Installation follows the usual autotools-based procedure:
```
$> configure
$> make
$> sudo make install
```

A database has to be created, and its schema populated. For instance, with MariaDB:
```
$> mysqladmin create -u root -p access_check
Enter password:
$> mysql -u root -p access_check < conf/manager.sql
Enter password:
$> mysql -u root -p mysql
Enter password:
MariaDB [mysql]> grant all privileges on access_check.* to access_check@localhost identified by 's3cr3t';
Query OK, 0 rows affected (0.00 sec)
MariaDB [mysql]> quit
```

The web server has to be configured to map access to the CGI script. For instance, with Apache:
```

    Alias /access-check /usr/local/share/access-check/www
    <Directory /usr/local/share/access-check/www>
        Require all granted
        Options ExecCGI
        DirectoryIndex access-check-manager.cgi
        AddHandler cgi-script .cgi
    </Directory>
```

Additional directories have to be created for logs and data, with write permission for the web server:
```
$> sudo mkdir /var/log/access-check
$> sudo mkdir /var/lib/access-check
$> sudo chown apache.apache /var/log/access-check
$> sudo chown apache.apache /var/lib/access-check
```

The application has to be properly configured, using the installed ```manager.conf``` file.
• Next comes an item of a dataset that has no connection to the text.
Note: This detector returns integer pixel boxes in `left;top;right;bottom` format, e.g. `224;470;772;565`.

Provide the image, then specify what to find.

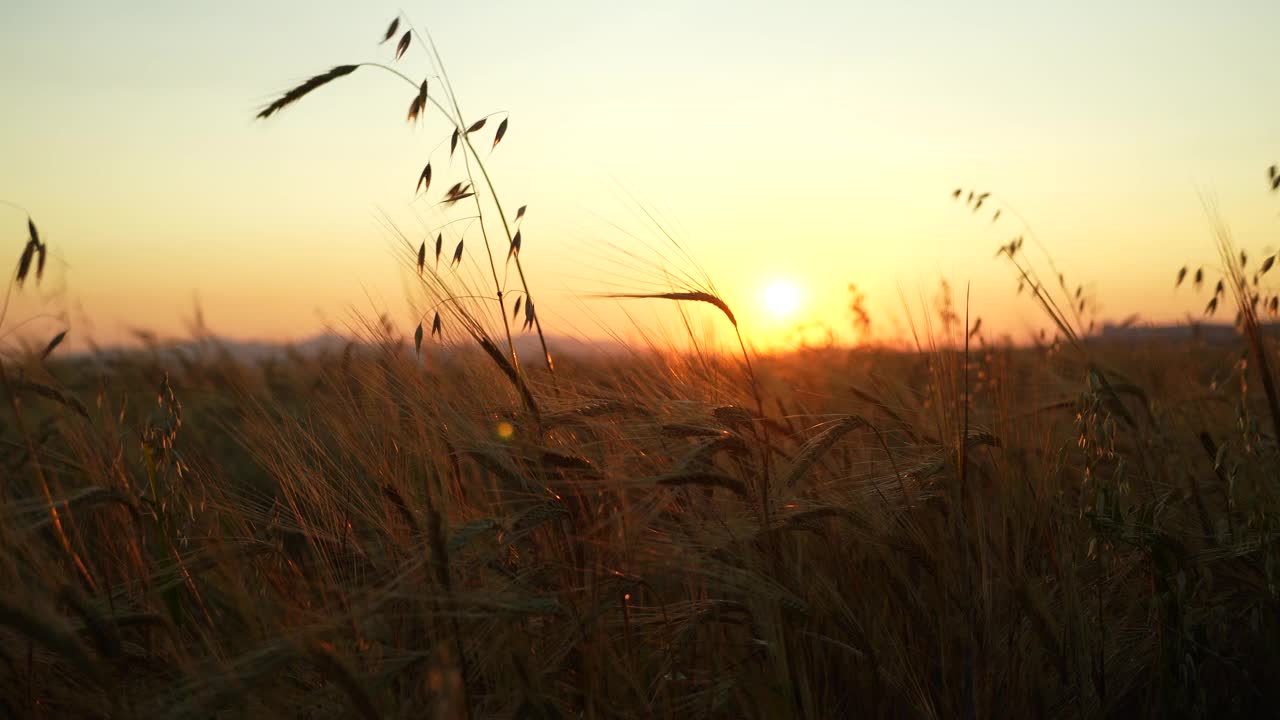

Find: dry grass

A cron task has to be set for downloading federation metadata. For instance:
```
# download eduGAIN metadata hourly
01 * * * * root curl --silent http://mds.edugain.org/ -o /var/lib/access-manager/edugain.xml
```

Another cron task has to be set for purging expired tokens and accounts. For instance:
```
# purge expired tokens hourly
01 * * * * root /usr/local/bin/access-check-manager.pl list_tokens --expired --delete > /dev/null
# purge expired accounts daily
02 0 * * * root /usr/local/bin/access-check-manager.pl list_accounts --expired --delete > /dev/null
```

## Identity Provider

The identity provider is actually [simpleSAMLphp](https://simplesamlphp.org/).

## Licensing
This software is licensed under GÉANT Standard Open Source Software Outward
Licence.

This software was developed by RENATER, with funding from the European
Community Seventh Framework Programme (FP7/2007-2013) under grant agreement nº
238875 (GÉANT).

This software was initialy authored by Olivier Salaün.